Ex-judge wants compo for Sopranos ideas
Sopranos creator David Chase said he has always been interested in the life of the mob as he described his dealings with a former judge who claims he is owed compensation today.
Former New Jersey municipal court judge Robert Baer claims his ideas helped Chase create the Sopranos plot and he is seeking both credit and compensation in the five-year legal battle.
Mr Baer’s lawsuit has been dismissed twice by a federal judge, but the rulings were overturned and a new jury at the federal court in Trenton, New Jersey, began hearing the case last Wednesday.
Today, Chase told the court he had always been interested in the mob since watching The Untouchables television series as a child.
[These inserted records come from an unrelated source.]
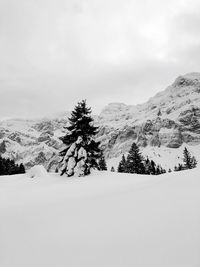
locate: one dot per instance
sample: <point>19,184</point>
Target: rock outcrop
<point>170,119</point>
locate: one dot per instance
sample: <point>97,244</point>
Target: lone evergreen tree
<point>122,165</point>
<point>134,163</point>
<point>189,161</point>
<point>8,167</point>
<point>102,164</point>
<point>81,124</point>
<point>112,169</point>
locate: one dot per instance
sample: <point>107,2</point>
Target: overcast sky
<point>54,53</point>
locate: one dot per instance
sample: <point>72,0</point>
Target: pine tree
<point>21,168</point>
<point>102,164</point>
<point>189,161</point>
<point>159,113</point>
<point>81,124</point>
<point>2,167</point>
<point>8,167</point>
<point>134,163</point>
<point>122,165</point>
<point>112,169</point>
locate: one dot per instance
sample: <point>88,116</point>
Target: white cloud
<point>54,53</point>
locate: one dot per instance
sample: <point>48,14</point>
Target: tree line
<point>135,162</point>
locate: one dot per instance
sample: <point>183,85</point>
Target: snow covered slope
<point>169,120</point>
<point>106,219</point>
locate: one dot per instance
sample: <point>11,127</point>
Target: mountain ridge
<point>169,119</point>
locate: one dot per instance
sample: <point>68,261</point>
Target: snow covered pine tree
<point>81,125</point>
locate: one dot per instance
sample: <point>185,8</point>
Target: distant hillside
<point>168,120</point>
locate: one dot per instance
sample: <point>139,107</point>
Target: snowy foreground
<point>104,220</point>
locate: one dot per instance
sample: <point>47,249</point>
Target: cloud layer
<point>55,53</point>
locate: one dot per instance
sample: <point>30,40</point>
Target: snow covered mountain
<point>169,120</point>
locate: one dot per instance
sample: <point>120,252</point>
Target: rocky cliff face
<point>170,119</point>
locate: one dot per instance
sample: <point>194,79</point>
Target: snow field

Earlier in the case, Mr Baer told the jury he declined Chase’s offer of payment several times but said Chase agreed to “take care of him” if the show became a hit.
Mr Baer, who is also a former assistant prosecutor in Union and Hudson counties, first sued Chase in 2002, claiming he suggested a TV show about organised crime in New Jersey and gave Chase a crash course on the North Jersey mob.
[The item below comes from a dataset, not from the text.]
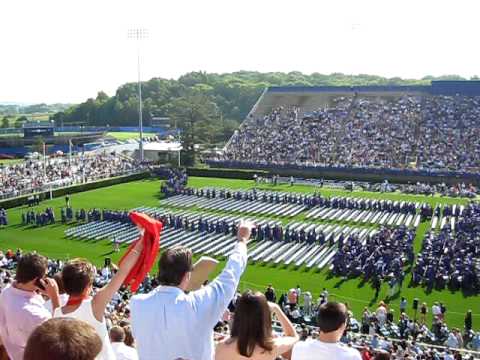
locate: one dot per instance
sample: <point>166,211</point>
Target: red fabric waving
<point>151,246</point>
The legal dispute centres on Mr Baer’s role in developing the show in 1995, when he had several conversations with Chase and gave him a three-day tour of the Garden State, years before The Sopranos became a TV sensation.
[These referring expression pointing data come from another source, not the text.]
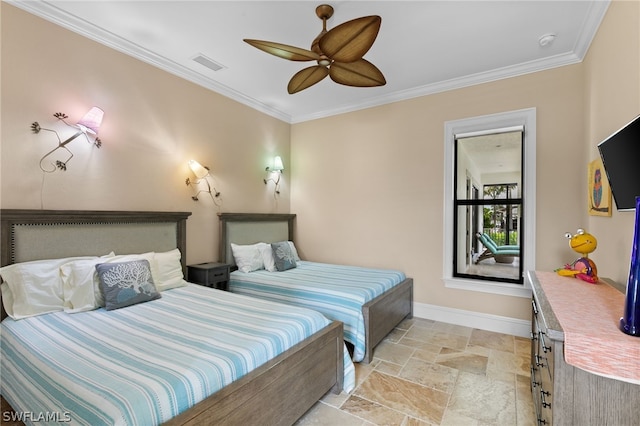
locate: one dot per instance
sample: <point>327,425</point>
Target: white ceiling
<point>423,47</point>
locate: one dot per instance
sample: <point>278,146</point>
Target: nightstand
<point>212,274</point>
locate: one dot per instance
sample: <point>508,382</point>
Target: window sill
<point>505,289</point>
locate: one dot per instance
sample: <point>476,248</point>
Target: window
<point>486,238</point>
<point>490,202</point>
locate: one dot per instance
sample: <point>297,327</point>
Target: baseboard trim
<point>496,323</point>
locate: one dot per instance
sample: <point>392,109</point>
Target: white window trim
<point>526,118</point>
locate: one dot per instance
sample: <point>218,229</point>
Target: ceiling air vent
<point>209,63</point>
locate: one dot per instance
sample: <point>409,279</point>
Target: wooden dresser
<point>567,395</point>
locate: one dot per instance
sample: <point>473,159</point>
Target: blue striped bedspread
<point>337,291</point>
<point>144,364</point>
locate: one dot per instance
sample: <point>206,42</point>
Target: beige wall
<point>612,87</point>
<point>367,186</point>
<point>154,123</point>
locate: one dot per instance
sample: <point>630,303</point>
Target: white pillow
<point>248,257</point>
<point>166,270</point>
<point>294,251</point>
<point>35,287</point>
<point>267,256</point>
<point>80,284</point>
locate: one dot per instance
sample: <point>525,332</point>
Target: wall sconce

Mr Baer claims Chase’s ideas came after Mr Baer arranged meetings with police detectives and other experts and escorted him around mob sites in the Newark-Elizabeth area of New Jersey.
Chase called the claims “grossly distorted, petulant and self-aggrandising”, and said Mr Baer provided a “modest service”, arranging to introduce him to individuals who were experienced in certain facets of organised crime.
In court documents, Chase has called Mr Baer “self-delusional” and said he was “keenly aware of a ’mob presence’ in New Jersey” because he grew up in the Garden State.